Le dichiarazioni di Leonardo D’Antuono.
«Sono preoccupato, ma non mi abbatto. Ai colleghi commercianti dico che bisogna alzare il livello di guardia e dotarsi di sistemi di sicurezza che possano fungere da deterrente contro eventuali attacchi, viviamo in un clima difficile».
Collaborazione e fiducia
«Confidiamo nell’operato delle forze dell’ordine, già impegnate nelle indagini per individuare i responsabili, e li ringraziamo per il loro lavoro quotidiano. Invitiamo i cittadini a segnalare eventuali movimenti sospetti o informazioni utili, contribuendo così alla tutela del tessuto commerciale locale. Ma finché le leggi non cambieranno – continua D’Antuono – e chi viene fermato per furto torna libero dopo poche ore, sarà difficile sentirsi davvero tranquilli. Dopo quanto accaduto, propongo di confrontarci tra commercianti, magari organizzandoci per quartieri o per zone, e di valutare, in accordo con l’istituto di vigilanza operante sul territorio, un rafforzamento dei giri perlustrativi nelle diverse aree della città, anche attraverso una quota mensile aggiuntiva potremmo garantire un servizio più capillare e mirato, laddove richiesto».

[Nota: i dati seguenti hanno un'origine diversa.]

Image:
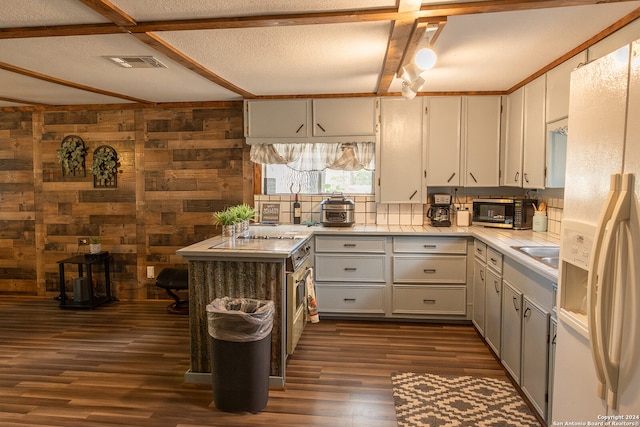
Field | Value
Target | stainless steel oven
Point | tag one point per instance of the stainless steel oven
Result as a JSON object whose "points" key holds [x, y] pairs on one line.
{"points": [[298, 271]]}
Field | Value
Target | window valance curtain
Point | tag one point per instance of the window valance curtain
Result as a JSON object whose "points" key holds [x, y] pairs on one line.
{"points": [[306, 157]]}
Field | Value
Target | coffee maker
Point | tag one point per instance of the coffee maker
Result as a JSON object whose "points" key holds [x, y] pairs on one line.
{"points": [[440, 210]]}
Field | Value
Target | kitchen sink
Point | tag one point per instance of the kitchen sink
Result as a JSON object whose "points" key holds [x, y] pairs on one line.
{"points": [[548, 255]]}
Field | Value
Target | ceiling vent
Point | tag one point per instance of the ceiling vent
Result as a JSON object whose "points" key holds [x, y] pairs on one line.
{"points": [[136, 61]]}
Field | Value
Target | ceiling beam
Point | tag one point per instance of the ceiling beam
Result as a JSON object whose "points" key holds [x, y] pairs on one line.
{"points": [[22, 101], [434, 13], [166, 49], [55, 80]]}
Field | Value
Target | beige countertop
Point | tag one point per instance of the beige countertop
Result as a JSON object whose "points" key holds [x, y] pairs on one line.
{"points": [[502, 240]]}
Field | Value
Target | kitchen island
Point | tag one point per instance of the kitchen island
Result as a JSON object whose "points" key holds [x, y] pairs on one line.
{"points": [[246, 268], [221, 267]]}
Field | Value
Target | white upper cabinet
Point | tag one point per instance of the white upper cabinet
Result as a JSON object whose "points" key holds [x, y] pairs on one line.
{"points": [[344, 117], [277, 118], [401, 150], [558, 80], [481, 141], [444, 115], [512, 175], [534, 134], [309, 120]]}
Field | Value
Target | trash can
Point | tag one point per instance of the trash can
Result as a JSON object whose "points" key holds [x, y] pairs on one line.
{"points": [[240, 345]]}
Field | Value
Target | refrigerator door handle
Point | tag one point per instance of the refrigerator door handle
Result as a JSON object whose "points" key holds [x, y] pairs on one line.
{"points": [[593, 279], [608, 327]]}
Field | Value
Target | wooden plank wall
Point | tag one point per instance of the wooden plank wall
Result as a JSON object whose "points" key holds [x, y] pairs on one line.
{"points": [[176, 167]]}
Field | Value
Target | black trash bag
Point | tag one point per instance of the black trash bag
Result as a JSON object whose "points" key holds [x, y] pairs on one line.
{"points": [[240, 319]]}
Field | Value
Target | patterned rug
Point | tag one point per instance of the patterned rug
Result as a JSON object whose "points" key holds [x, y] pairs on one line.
{"points": [[439, 400]]}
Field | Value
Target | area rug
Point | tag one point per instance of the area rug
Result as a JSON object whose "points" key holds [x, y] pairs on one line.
{"points": [[423, 400]]}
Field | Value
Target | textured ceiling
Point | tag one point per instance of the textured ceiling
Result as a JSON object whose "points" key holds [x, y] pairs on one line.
{"points": [[52, 51]]}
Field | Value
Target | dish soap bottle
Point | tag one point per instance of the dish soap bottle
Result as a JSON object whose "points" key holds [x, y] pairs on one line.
{"points": [[297, 210]]}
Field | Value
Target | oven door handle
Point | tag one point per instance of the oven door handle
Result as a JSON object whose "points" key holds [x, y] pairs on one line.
{"points": [[304, 278]]}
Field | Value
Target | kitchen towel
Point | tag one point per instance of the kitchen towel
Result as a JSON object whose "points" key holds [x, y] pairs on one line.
{"points": [[312, 307]]}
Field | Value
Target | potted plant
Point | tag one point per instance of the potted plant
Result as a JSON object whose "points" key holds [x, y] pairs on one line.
{"points": [[95, 247], [104, 167], [245, 214], [227, 219], [71, 155]]}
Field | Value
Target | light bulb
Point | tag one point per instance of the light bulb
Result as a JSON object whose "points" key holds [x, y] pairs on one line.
{"points": [[426, 58]]}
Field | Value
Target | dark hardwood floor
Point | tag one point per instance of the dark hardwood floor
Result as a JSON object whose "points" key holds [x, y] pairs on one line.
{"points": [[123, 365]]}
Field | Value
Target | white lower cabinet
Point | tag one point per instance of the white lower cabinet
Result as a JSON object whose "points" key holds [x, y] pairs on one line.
{"points": [[535, 336], [429, 276], [493, 308], [479, 284], [511, 330], [351, 275]]}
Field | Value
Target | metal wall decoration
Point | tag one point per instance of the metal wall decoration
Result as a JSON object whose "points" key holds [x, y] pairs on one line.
{"points": [[71, 156], [105, 167]]}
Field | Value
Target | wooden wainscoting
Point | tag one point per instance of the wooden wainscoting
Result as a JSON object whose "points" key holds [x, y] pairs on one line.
{"points": [[123, 364]]}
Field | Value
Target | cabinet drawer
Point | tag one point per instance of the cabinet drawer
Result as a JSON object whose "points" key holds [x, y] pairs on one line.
{"points": [[494, 260], [350, 268], [430, 245], [350, 299], [430, 269], [350, 244], [480, 250], [424, 299]]}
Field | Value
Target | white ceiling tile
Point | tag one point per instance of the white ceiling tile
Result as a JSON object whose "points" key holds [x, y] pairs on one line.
{"points": [[30, 13], [318, 59]]}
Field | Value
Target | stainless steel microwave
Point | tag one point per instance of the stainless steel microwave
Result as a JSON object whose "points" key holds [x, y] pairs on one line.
{"points": [[503, 213]]}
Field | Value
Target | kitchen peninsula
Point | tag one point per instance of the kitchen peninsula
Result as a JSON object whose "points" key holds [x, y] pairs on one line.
{"points": [[252, 267]]}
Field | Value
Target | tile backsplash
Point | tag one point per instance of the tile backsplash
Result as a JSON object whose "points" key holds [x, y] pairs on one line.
{"points": [[368, 212]]}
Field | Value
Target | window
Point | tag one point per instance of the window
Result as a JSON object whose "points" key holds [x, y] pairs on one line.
{"points": [[316, 168], [281, 179]]}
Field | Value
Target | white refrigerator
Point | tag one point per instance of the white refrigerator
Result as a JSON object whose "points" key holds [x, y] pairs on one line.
{"points": [[597, 359]]}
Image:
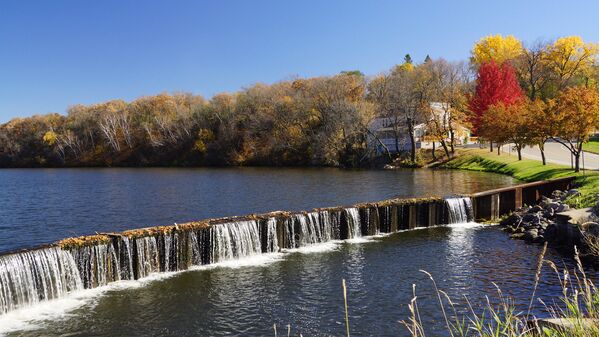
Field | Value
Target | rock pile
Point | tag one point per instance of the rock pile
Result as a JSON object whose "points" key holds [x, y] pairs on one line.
{"points": [[537, 223]]}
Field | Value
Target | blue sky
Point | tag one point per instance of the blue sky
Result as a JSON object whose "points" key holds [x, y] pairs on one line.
{"points": [[58, 53]]}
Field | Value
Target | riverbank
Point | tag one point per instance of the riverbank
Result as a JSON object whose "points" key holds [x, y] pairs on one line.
{"points": [[587, 183]]}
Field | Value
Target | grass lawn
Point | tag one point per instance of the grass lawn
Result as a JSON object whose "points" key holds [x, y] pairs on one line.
{"points": [[592, 146], [527, 170]]}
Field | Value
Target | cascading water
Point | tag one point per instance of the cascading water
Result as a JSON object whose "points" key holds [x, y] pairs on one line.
{"points": [[234, 240], [148, 258], [459, 209], [30, 277], [272, 240], [353, 223]]}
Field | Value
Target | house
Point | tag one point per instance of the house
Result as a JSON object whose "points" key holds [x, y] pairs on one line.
{"points": [[383, 130]]}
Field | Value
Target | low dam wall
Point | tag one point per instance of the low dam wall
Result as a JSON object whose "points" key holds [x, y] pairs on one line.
{"points": [[31, 276], [489, 205]]}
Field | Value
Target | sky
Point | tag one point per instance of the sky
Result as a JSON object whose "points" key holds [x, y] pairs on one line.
{"points": [[54, 54]]}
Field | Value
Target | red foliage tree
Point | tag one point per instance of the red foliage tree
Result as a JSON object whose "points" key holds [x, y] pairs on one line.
{"points": [[494, 84]]}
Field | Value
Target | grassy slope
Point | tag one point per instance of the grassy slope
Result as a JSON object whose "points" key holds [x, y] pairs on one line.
{"points": [[527, 170], [592, 145]]}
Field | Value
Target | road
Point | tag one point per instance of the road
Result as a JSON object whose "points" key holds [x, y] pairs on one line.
{"points": [[558, 154]]}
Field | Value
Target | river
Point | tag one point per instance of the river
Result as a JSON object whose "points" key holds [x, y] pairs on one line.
{"points": [[297, 287]]}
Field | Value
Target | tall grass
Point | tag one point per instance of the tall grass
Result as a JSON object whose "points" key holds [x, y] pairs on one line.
{"points": [[578, 314]]}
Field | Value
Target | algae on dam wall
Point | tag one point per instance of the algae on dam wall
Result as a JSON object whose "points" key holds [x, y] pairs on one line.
{"points": [[31, 276]]}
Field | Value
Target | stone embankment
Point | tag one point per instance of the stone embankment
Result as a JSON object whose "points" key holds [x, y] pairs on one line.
{"points": [[553, 221]]}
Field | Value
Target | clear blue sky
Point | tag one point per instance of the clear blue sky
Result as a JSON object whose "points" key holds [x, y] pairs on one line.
{"points": [[57, 53]]}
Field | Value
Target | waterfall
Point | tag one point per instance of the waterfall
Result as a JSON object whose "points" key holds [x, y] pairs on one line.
{"points": [[30, 277], [272, 240], [459, 209], [353, 223], [234, 240], [148, 258], [98, 264], [37, 275]]}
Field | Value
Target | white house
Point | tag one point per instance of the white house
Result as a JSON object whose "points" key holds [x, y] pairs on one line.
{"points": [[383, 130]]}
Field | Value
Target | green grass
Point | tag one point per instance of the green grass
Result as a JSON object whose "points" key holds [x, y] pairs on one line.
{"points": [[592, 145], [528, 170]]}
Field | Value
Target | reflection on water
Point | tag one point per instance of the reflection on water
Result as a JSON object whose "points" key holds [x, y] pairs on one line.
{"points": [[304, 289], [45, 205]]}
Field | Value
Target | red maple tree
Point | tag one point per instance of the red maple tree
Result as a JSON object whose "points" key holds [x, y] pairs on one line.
{"points": [[494, 84]]}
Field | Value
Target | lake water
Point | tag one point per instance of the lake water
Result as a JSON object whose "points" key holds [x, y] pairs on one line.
{"points": [[40, 206], [300, 287], [303, 289]]}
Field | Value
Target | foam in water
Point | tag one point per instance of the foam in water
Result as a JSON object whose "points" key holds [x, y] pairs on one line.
{"points": [[353, 223], [34, 276], [234, 240], [459, 209]]}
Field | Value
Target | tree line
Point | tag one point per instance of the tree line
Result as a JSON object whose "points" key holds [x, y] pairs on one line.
{"points": [[527, 95], [502, 93]]}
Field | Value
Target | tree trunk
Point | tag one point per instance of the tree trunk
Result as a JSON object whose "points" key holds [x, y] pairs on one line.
{"points": [[447, 153], [542, 149], [412, 141]]}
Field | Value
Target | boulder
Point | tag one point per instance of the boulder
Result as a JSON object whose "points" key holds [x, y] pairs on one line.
{"points": [[531, 235]]}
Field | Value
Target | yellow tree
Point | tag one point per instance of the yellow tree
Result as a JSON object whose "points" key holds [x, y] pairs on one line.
{"points": [[508, 124], [576, 118], [540, 123], [496, 48], [570, 58]]}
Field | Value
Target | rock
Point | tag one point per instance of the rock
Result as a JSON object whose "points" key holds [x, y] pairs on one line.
{"points": [[535, 209], [557, 194], [531, 235], [591, 228], [550, 232], [512, 220], [548, 213]]}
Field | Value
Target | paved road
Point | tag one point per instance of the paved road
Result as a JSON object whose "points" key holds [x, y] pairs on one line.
{"points": [[558, 154]]}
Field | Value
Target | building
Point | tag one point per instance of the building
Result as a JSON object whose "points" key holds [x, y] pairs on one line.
{"points": [[384, 129]]}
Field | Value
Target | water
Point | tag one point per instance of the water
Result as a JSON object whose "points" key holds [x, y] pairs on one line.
{"points": [[460, 209], [246, 297], [42, 292], [45, 205]]}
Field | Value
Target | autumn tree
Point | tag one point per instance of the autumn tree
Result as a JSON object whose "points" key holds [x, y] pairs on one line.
{"points": [[571, 60], [449, 84], [495, 84], [540, 118], [495, 48], [576, 118], [533, 70]]}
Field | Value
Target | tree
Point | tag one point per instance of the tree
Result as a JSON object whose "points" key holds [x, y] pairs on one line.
{"points": [[494, 84], [449, 85], [510, 124], [533, 70], [410, 88], [576, 118], [541, 123], [495, 48], [571, 60]]}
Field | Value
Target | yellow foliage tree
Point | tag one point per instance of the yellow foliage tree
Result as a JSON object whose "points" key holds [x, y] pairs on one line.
{"points": [[50, 137], [569, 57], [496, 48], [576, 118]]}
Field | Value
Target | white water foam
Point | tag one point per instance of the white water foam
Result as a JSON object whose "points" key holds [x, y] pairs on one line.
{"points": [[33, 317]]}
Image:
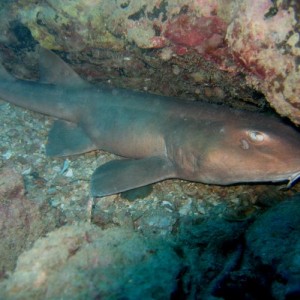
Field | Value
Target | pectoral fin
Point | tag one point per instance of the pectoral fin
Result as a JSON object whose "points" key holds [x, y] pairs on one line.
{"points": [[67, 138], [121, 175]]}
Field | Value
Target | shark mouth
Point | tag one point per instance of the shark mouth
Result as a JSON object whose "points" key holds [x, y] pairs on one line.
{"points": [[292, 179]]}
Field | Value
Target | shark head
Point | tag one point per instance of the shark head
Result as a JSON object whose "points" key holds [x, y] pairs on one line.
{"points": [[253, 148]]}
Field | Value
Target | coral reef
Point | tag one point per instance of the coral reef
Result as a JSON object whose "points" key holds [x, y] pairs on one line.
{"points": [[84, 262], [160, 45], [21, 220]]}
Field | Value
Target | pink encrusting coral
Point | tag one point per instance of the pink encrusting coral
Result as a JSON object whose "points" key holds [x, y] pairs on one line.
{"points": [[205, 34], [254, 44]]}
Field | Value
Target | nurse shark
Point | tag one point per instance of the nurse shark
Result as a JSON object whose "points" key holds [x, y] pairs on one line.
{"points": [[158, 137]]}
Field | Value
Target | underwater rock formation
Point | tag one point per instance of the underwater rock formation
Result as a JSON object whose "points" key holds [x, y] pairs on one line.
{"points": [[21, 220], [84, 262], [196, 49]]}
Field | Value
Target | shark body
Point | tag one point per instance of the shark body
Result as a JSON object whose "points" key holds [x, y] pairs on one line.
{"points": [[160, 137]]}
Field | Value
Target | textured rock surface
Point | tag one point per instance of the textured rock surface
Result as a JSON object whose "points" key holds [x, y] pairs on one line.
{"points": [[219, 50], [21, 220], [85, 262]]}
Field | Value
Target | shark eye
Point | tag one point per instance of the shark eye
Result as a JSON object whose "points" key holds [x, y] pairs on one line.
{"points": [[256, 136]]}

Intanto da Confesercenti Angri arriva il sostegno e la solidarietà a Leonardo e Matteo D’Antuono, titolari del Ribò. «Un episodio che ferisce non solo un’attività commerciale, ma l’intera comunità, dichiara Aldo Severino, presidente di Confesercenti Angri. Ai titolari del Bar Ribò, così come a tutti i colleghi commercianti e imprenditori che vivono situazioni simili, va la nostra piena solidarietà. È necessario rafforzare la collaborazione tra istituzioni, forze dell’ordine e operatori economici per garantire maggiore sicurezza e serenità al nostro territorio».